Deux semaines après son élection, Recep Tayyip Erdogan est officiellement devenu le premier président de la Turquie élu au suffrage universel. Il a prêté serment au cours d’une cérémonie au Parlement, jeudi 28 août, où il a solennellement juré de rester attaché « à la Constitution, à la suprématie du droit, à la démocratie, aux principes et aux réformes d’Atatürk et aux principes de la République laïque », comme le protocole l’exige.

Ses opposants ont préféré quitter l’hémicycle, estimant « inconstitutionnel » qu’il n’ait pas quitté son poste de Premier ministre dès l’annonce de sa victoire à l’élection présidentielle du 10 août dernier.

« Je suis le premier président élu au suffrage universel de l’histoire de notre pays et de l’histoire vieille de 2 000 ans de la nation turque », a affirmé M. Erdogan dans son premier discours de chef de l’Etat. « Je sais que cela m’impose une responsabilité beaucoup plus grande. Je promets d’honorer cette confiance aussi longtemps que je vivrai », a ajouté celui qui prévoit de rester au pouvoir jusqu’en 2023, et de faire évoluer la Turquie vers un régime présidentiel.

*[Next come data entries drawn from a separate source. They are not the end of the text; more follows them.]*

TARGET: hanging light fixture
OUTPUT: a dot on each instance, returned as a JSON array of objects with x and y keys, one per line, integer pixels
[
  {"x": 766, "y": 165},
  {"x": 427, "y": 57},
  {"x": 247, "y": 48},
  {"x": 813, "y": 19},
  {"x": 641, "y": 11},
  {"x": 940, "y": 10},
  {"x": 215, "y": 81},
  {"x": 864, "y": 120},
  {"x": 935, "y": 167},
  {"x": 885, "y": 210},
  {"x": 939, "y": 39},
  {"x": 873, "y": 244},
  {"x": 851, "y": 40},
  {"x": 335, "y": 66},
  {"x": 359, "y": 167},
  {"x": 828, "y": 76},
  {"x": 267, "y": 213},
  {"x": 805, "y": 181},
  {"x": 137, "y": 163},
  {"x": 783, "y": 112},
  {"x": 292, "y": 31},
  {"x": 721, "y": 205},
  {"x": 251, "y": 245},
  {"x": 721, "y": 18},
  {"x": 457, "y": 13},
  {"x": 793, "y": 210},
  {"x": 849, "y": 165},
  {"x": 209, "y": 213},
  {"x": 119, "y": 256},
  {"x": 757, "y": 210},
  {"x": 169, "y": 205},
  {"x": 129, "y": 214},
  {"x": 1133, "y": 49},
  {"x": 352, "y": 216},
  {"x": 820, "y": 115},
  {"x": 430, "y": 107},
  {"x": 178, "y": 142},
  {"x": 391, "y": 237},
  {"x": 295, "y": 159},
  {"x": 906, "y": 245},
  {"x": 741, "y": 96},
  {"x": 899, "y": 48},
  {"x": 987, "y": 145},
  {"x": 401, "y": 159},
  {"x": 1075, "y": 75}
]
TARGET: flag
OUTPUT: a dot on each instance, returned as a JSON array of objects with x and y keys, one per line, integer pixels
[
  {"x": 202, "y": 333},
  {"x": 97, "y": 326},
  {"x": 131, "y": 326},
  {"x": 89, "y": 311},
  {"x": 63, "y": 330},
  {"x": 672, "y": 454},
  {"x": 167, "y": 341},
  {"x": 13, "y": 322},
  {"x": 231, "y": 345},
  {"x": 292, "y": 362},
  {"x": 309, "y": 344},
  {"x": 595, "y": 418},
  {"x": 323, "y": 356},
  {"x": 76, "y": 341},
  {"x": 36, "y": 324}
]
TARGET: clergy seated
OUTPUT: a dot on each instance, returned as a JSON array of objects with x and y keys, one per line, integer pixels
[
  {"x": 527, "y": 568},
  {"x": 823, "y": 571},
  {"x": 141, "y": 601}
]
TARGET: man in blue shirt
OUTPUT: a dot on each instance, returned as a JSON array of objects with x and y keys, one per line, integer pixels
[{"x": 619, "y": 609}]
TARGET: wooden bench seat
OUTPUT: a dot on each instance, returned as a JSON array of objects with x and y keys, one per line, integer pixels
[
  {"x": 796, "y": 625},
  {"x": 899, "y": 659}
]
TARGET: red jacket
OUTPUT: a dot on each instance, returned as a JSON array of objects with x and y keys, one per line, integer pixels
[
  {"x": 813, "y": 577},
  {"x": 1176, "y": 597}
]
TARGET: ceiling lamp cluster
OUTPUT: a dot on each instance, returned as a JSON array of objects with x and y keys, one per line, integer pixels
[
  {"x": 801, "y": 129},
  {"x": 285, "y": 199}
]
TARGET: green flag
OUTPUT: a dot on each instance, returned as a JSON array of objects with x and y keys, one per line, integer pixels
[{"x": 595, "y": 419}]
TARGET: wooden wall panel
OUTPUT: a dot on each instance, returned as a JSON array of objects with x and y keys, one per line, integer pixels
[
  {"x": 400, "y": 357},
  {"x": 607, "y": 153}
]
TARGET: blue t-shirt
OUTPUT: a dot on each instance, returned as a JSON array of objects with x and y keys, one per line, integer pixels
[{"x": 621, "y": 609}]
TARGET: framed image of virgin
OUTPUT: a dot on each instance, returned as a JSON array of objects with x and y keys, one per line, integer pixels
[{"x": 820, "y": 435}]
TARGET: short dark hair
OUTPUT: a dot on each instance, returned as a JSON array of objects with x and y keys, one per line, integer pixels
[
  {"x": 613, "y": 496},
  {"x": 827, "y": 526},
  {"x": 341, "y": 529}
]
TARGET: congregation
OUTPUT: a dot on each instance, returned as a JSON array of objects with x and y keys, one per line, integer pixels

La veille de son intronisation, M. Erdogan avait remis les clés de l’AKP (Parti de la justice et du développement) à son dauphin, Ahmet Davutoglu, Premier ministre désigné et candidat unique à la présidence du parti. Ce dernier a été élu à l’unanimité.

Considéré comme une « marionnette » par les adversaires de l’AKP, M. Davutoglu a promis à M. Erdogan une allégeance totale, lui promettant qu’« il n'y aura aucun conflit entre le président et son Premier ministre ». Il l’a même assuré de sa « loyauté jusqu’à la mort », au cours d’un congrès extraordinaire tenu par l’AKP.